November 24, 1996|Cheo Hodari Coker

As the one-man Holland-Dozier-Holland behind the mighty Death Row Records sound, Dr. Dre raised the sonic level of hard-core rap to a level of true greatness. His first formal album since leaving that troubled camp is very much a gangsta rap record, despite Dre's disavowal of the controversial genre. But it's gangsta in attitude--hard beats that ask no quarter, lubricious bass lines that won't take no for an answer--rather than high-carnage content.

On this collection, featuring artists and producers he's signed to his new label, Dre (who produced or co-produced all the tracks and mixed all the music) is like the post-Lakers Pat Riley: He's working without his old championship-level superstars but is still able to bring the best out of his new team.

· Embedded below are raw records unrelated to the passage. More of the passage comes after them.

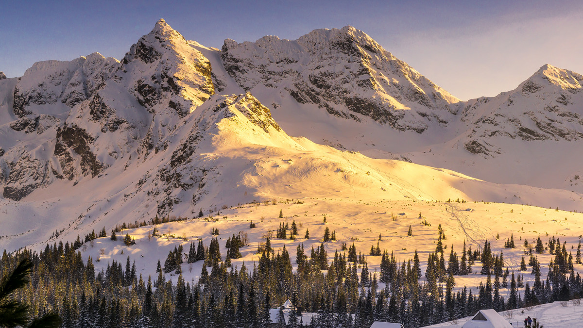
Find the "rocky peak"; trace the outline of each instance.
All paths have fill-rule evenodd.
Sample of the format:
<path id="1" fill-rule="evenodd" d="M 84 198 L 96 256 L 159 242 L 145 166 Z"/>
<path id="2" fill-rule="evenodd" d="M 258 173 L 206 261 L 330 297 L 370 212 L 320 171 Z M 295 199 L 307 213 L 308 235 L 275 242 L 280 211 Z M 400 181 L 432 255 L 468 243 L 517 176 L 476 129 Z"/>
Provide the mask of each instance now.
<path id="1" fill-rule="evenodd" d="M 352 26 L 315 30 L 294 41 L 271 36 L 255 43 L 227 39 L 221 57 L 245 90 L 283 89 L 282 94 L 341 118 L 368 117 L 422 133 L 430 121 L 445 124 L 459 110 L 459 99 Z"/>
<path id="2" fill-rule="evenodd" d="M 531 76 L 527 82 L 543 85 L 550 84 L 571 92 L 577 92 L 578 89 L 581 89 L 583 76 L 572 70 L 545 64 Z"/>

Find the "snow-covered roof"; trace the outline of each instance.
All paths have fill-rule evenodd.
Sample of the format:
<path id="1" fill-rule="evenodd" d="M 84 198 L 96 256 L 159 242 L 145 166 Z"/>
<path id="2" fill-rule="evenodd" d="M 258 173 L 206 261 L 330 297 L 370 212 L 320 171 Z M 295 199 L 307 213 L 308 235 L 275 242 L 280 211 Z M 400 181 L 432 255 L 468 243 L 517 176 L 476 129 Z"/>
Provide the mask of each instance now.
<path id="1" fill-rule="evenodd" d="M 512 325 L 492 309 L 480 310 L 462 328 L 512 328 Z"/>
<path id="2" fill-rule="evenodd" d="M 375 321 L 370 326 L 370 328 L 403 328 L 403 325 L 401 323 L 395 323 L 394 322 Z"/>

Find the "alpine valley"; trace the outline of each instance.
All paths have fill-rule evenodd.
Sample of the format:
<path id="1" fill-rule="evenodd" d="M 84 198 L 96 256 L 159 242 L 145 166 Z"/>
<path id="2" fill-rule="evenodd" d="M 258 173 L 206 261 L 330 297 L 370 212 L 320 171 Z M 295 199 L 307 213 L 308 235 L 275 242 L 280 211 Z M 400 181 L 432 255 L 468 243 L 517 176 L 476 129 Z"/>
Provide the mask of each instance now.
<path id="1" fill-rule="evenodd" d="M 229 259 L 240 268 L 267 239 L 292 258 L 302 243 L 331 260 L 354 244 L 380 275 L 375 248 L 403 265 L 418 254 L 425 272 L 438 244 L 486 243 L 519 272 L 538 238 L 570 252 L 581 238 L 582 83 L 547 64 L 513 90 L 462 101 L 352 26 L 219 50 L 161 19 L 121 61 L 95 52 L 0 73 L 0 249 L 80 236 L 97 272 L 129 256 L 146 279 L 177 246 L 212 245 L 220 231 L 223 252 L 245 236 Z M 281 238 L 292 222 L 299 234 Z M 114 229 L 135 244 L 111 240 Z M 544 279 L 555 256 L 537 256 Z M 178 265 L 182 277 L 164 279 L 194 285 L 206 271 Z M 457 273 L 456 291 L 486 279 Z"/>

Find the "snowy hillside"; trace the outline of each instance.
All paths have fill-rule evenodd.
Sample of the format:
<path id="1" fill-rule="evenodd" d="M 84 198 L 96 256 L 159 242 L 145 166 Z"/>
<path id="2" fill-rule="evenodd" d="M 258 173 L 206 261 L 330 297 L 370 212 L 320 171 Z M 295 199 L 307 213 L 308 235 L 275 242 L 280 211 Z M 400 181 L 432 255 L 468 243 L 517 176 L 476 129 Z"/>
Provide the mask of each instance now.
<path id="1" fill-rule="evenodd" d="M 533 80 L 551 85 L 536 99 L 566 88 L 573 102 L 566 105 L 568 117 L 578 115 L 573 90 L 580 76 L 541 72 L 547 77 Z M 460 133 L 479 125 L 484 132 L 471 136 L 486 137 L 480 118 L 500 117 L 501 107 L 468 105 L 462 112 L 464 103 L 352 27 L 317 30 L 293 41 L 227 40 L 219 51 L 186 41 L 160 20 L 121 62 L 95 53 L 37 63 L 22 77 L 0 80 L 0 245 L 9 249 L 273 199 L 459 198 L 582 207 L 581 195 L 570 188 L 470 177 L 501 167 L 477 170 L 494 160 L 468 152 Z M 368 107 L 358 105 L 364 103 Z M 565 129 L 574 124 L 564 122 Z M 574 133 L 561 135 L 575 140 Z M 554 142 L 572 142 L 552 135 L 560 139 Z M 511 137 L 505 137 L 519 140 L 523 152 L 532 150 L 532 143 L 553 141 Z M 438 151 L 423 152 L 446 142 Z M 500 153 L 510 157 L 505 164 L 512 163 L 514 152 Z M 478 164 L 468 166 L 475 157 Z M 408 157 L 430 166 L 392 160 Z M 434 162 L 467 166 L 470 174 L 435 168 Z M 507 167 L 501 174 L 524 181 L 515 171 L 540 173 L 536 167 Z M 551 181 L 556 174 L 546 177 Z"/>
<path id="2" fill-rule="evenodd" d="M 545 65 L 514 90 L 469 101 L 459 136 L 405 156 L 492 182 L 583 192 L 583 154 L 575 150 L 583 137 L 582 81 Z"/>

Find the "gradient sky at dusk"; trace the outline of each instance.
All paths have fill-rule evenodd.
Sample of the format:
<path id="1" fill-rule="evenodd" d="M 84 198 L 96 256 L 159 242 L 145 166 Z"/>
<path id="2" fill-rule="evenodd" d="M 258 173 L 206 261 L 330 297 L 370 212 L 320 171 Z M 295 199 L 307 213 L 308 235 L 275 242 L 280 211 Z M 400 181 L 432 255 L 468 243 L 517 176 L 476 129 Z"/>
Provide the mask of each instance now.
<path id="1" fill-rule="evenodd" d="M 34 62 L 98 51 L 123 57 L 164 18 L 187 40 L 295 40 L 352 25 L 465 100 L 516 87 L 550 64 L 583 73 L 583 2 L 6 1 L 0 70 L 20 76 Z"/>

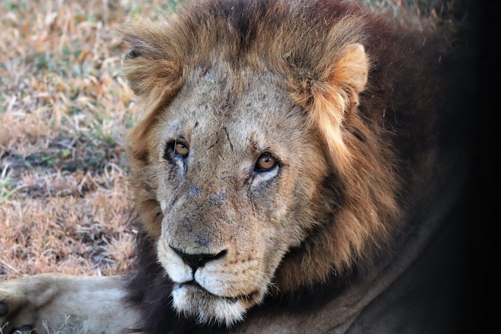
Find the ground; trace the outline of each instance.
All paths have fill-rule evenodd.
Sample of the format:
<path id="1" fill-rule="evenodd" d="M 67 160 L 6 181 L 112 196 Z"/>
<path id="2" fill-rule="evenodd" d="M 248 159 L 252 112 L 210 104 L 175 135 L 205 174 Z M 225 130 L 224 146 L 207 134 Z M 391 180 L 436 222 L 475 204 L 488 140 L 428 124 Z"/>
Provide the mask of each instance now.
<path id="1" fill-rule="evenodd" d="M 135 213 L 124 135 L 140 106 L 115 32 L 176 1 L 0 2 L 0 279 L 124 273 Z M 363 2 L 419 29 L 447 29 L 437 0 Z"/>

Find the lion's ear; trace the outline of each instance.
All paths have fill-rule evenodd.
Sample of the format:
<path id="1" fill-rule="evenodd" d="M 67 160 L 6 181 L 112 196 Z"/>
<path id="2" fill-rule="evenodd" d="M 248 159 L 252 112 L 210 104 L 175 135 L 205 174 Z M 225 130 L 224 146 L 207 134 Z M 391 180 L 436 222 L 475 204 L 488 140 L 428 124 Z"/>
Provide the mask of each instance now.
<path id="1" fill-rule="evenodd" d="M 369 61 L 361 44 L 349 45 L 336 62 L 331 84 L 338 90 L 346 91 L 348 103 L 358 104 L 358 95 L 367 83 Z"/>
<path id="2" fill-rule="evenodd" d="M 182 72 L 179 48 L 169 36 L 157 36 L 165 29 L 158 25 L 143 20 L 120 32 L 131 48 L 122 58 L 124 74 L 134 94 L 152 109 L 175 94 Z"/>
<path id="3" fill-rule="evenodd" d="M 364 47 L 350 44 L 337 57 L 322 84 L 312 89 L 313 102 L 310 122 L 323 135 L 334 163 L 343 173 L 351 165 L 351 157 L 344 136 L 344 123 L 358 105 L 367 83 L 369 62 Z"/>

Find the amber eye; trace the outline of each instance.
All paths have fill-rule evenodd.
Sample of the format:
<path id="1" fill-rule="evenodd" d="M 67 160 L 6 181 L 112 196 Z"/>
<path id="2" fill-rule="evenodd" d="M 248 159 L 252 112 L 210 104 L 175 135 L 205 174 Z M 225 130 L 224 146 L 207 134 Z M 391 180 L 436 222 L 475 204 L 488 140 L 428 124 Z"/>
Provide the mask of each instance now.
<path id="1" fill-rule="evenodd" d="M 187 156 L 188 153 L 189 152 L 189 150 L 188 149 L 186 146 L 182 143 L 180 143 L 179 142 L 176 142 L 174 146 L 174 150 L 175 151 L 176 153 L 179 154 L 179 155 L 182 155 L 183 157 Z"/>
<path id="2" fill-rule="evenodd" d="M 258 159 L 256 169 L 262 171 L 269 170 L 275 167 L 276 164 L 277 162 L 275 158 L 269 154 L 263 154 Z"/>

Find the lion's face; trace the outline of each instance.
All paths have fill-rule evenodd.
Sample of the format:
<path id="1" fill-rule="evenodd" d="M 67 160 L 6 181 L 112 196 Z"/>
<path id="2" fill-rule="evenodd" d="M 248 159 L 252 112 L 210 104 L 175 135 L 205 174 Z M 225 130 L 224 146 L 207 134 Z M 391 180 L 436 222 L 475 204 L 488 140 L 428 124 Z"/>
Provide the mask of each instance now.
<path id="1" fill-rule="evenodd" d="M 191 72 L 149 141 L 174 306 L 229 324 L 263 299 L 313 227 L 326 167 L 279 78 L 222 66 Z"/>
<path id="2" fill-rule="evenodd" d="M 230 325 L 268 292 L 370 262 L 398 221 L 381 111 L 358 110 L 371 68 L 362 17 L 325 29 L 319 13 L 312 30 L 277 20 L 310 17 L 279 3 L 241 24 L 196 3 L 123 33 L 145 112 L 128 139 L 136 208 L 174 307 L 200 322 Z"/>

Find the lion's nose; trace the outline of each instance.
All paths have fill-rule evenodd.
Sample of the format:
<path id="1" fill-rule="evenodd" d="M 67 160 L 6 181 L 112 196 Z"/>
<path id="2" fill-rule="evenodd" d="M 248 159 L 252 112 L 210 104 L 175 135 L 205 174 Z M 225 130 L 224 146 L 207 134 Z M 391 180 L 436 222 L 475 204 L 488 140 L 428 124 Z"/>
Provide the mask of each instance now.
<path id="1" fill-rule="evenodd" d="M 226 250 L 219 252 L 217 254 L 187 254 L 172 246 L 169 246 L 174 252 L 179 256 L 184 263 L 191 267 L 194 269 L 203 267 L 207 262 L 214 260 L 217 260 L 224 256 L 227 251 Z"/>

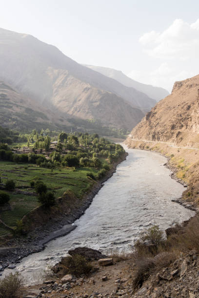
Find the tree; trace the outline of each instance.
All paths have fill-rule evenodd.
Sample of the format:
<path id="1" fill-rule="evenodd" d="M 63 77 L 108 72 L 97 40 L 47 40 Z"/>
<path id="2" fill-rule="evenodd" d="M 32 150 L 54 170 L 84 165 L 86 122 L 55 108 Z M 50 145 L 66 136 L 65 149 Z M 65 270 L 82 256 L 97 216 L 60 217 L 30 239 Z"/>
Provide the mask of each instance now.
<path id="1" fill-rule="evenodd" d="M 57 145 L 57 150 L 59 152 L 61 152 L 63 149 L 63 145 L 60 141 L 58 141 L 58 145 Z"/>
<path id="2" fill-rule="evenodd" d="M 35 189 L 36 192 L 40 195 L 47 192 L 47 186 L 42 181 L 36 181 L 35 184 Z"/>
<path id="3" fill-rule="evenodd" d="M 93 157 L 91 160 L 94 168 L 100 168 L 101 167 L 101 162 L 100 159 L 97 157 Z"/>
<path id="4" fill-rule="evenodd" d="M 51 153 L 51 156 L 52 163 L 55 163 L 55 161 L 60 161 L 61 157 L 60 153 L 59 152 L 54 151 L 52 153 Z"/>
<path id="5" fill-rule="evenodd" d="M 46 193 L 42 192 L 39 196 L 39 202 L 46 207 L 53 206 L 55 204 L 55 198 L 54 193 L 51 191 Z"/>
<path id="6" fill-rule="evenodd" d="M 64 158 L 64 161 L 67 162 L 68 167 L 79 167 L 80 161 L 78 157 L 76 155 L 67 154 Z"/>
<path id="7" fill-rule="evenodd" d="M 10 197 L 7 192 L 0 190 L 0 205 L 8 203 L 10 200 Z"/>
<path id="8" fill-rule="evenodd" d="M 68 135 L 66 132 L 60 132 L 58 136 L 58 140 L 60 140 L 60 142 L 63 142 L 64 140 L 66 140 L 68 138 Z"/>
<path id="9" fill-rule="evenodd" d="M 78 138 L 73 134 L 70 134 L 68 137 L 68 142 L 74 145 L 79 145 Z"/>

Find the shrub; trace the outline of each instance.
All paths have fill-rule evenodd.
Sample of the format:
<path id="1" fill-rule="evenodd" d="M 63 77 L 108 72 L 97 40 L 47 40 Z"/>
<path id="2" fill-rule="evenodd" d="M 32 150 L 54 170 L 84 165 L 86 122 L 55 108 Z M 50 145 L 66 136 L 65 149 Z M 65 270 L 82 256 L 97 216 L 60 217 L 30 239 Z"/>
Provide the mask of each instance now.
<path id="1" fill-rule="evenodd" d="M 41 204 L 46 207 L 53 206 L 55 203 L 55 196 L 51 191 L 48 191 L 46 193 L 42 192 L 40 194 L 38 200 Z"/>
<path id="2" fill-rule="evenodd" d="M 110 167 L 108 164 L 103 164 L 102 168 L 105 168 L 105 169 L 107 171 L 109 171 L 110 170 Z"/>
<path id="3" fill-rule="evenodd" d="M 28 163 L 28 154 L 19 154 L 20 156 L 20 163 Z"/>
<path id="4" fill-rule="evenodd" d="M 100 168 L 101 167 L 101 162 L 100 159 L 97 157 L 93 157 L 91 160 L 94 168 Z"/>
<path id="5" fill-rule="evenodd" d="M 142 258 L 136 260 L 136 270 L 134 273 L 133 287 L 134 290 L 140 288 L 143 282 L 149 277 L 150 272 L 155 264 L 152 259 Z"/>
<path id="6" fill-rule="evenodd" d="M 33 188 L 35 186 L 35 181 L 32 181 L 30 182 L 30 186 Z"/>
<path id="7" fill-rule="evenodd" d="M 10 199 L 10 197 L 5 191 L 0 190 L 0 205 L 3 205 L 8 203 Z"/>
<path id="8" fill-rule="evenodd" d="M 14 180 L 10 179 L 7 180 L 5 183 L 5 187 L 6 190 L 12 191 L 15 188 L 15 182 Z"/>
<path id="9" fill-rule="evenodd" d="M 146 242 L 147 244 L 158 245 L 164 242 L 163 232 L 159 229 L 158 225 L 153 225 L 142 232 L 138 241 L 139 244 L 144 244 Z"/>
<path id="10" fill-rule="evenodd" d="M 87 177 L 90 177 L 90 178 L 92 178 L 92 179 L 95 179 L 95 176 L 93 175 L 93 173 L 92 173 L 92 172 L 89 172 L 89 173 L 86 173 L 86 176 Z"/>
<path id="11" fill-rule="evenodd" d="M 64 161 L 66 162 L 68 167 L 79 167 L 80 162 L 78 157 L 76 155 L 67 154 L 64 158 Z"/>
<path id="12" fill-rule="evenodd" d="M 98 179 L 101 179 L 106 175 L 106 170 L 105 168 L 102 168 L 99 171 L 97 174 L 97 177 Z"/>
<path id="13" fill-rule="evenodd" d="M 42 181 L 36 181 L 35 183 L 35 189 L 37 193 L 41 194 L 47 192 L 47 186 Z"/>
<path id="14" fill-rule="evenodd" d="M 6 275 L 0 280 L 0 298 L 15 298 L 22 284 L 18 272 Z"/>
<path id="15" fill-rule="evenodd" d="M 0 159 L 1 160 L 4 160 L 5 158 L 5 152 L 6 151 L 4 149 L 1 149 L 0 150 Z"/>
<path id="16" fill-rule="evenodd" d="M 80 255 L 62 258 L 61 263 L 65 273 L 68 273 L 77 277 L 82 274 L 88 275 L 93 270 L 91 264 Z"/>
<path id="17" fill-rule="evenodd" d="M 21 220 L 17 220 L 16 225 L 13 232 L 15 236 L 26 235 L 26 233 L 24 229 L 24 224 Z"/>

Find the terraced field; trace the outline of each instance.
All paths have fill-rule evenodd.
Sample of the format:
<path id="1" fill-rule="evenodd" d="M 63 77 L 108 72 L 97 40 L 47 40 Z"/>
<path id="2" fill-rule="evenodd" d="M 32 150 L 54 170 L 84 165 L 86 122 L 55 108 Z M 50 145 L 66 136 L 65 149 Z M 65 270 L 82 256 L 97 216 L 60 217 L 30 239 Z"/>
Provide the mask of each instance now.
<path id="1" fill-rule="evenodd" d="M 88 172 L 96 174 L 98 170 L 93 168 L 80 168 L 73 169 L 69 168 L 56 168 L 53 172 L 51 169 L 37 167 L 27 164 L 16 164 L 11 162 L 0 161 L 0 177 L 5 183 L 7 179 L 13 179 L 16 187 L 20 192 L 33 193 L 27 195 L 26 192 L 10 192 L 9 202 L 11 210 L 3 211 L 0 213 L 0 219 L 11 227 L 16 226 L 17 220 L 39 205 L 35 190 L 30 187 L 30 181 L 34 177 L 39 177 L 45 183 L 49 190 L 55 193 L 56 198 L 61 196 L 68 189 L 73 191 L 80 197 L 95 183 L 86 176 Z M 8 230 L 0 223 L 0 237 L 8 233 Z"/>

The outstanding performance, musically and lyrically, belongs to Dre himself--the highly effective "Been There Done That," a track that urges the end of gangster attitudes in favor of cooperative economics. Only the symphonic funk of "Fame," featuring RC's crooning juxtaposed with nasty guitar licks (a sound Dre calls "ghetto metal"), comes close to outdoing the melodious, meticulous, near-perfect funk beneath "Been There."

Mel-Man is no Notorious B.I.G., but it's hard not to enjoy the beauty of the sonics behind the slow flow of his fun, funky "[Expletive] on the World." The same goes for songs such as Kim Summerson's "Choices," which rides a sample of Curtis Mayfield's "Give Me Your Love," and the talented Maurice Wilcher's self-produced "Please"--beautiful R&B tracks that float by yet leave a heavy impression.

Snoop Doggy Dogg, Rage, Nate Dogg and the rest of the Death Row team that Dre originally assembled are certainly missed. There's just no quick substitute for that level of talent, and matched with Dre they had a special magic.

But "The Aftermath" proves that Dr. Dre, coupled with assistant coaches--er, producers--such as Bud'dah and Chris "The Glove" Taylor, and a roster of maturing talents, is still going to make the finals.


Albums are rated on a scale of one star (poor), two stars (fair), three stars (good) and four stars (excellent).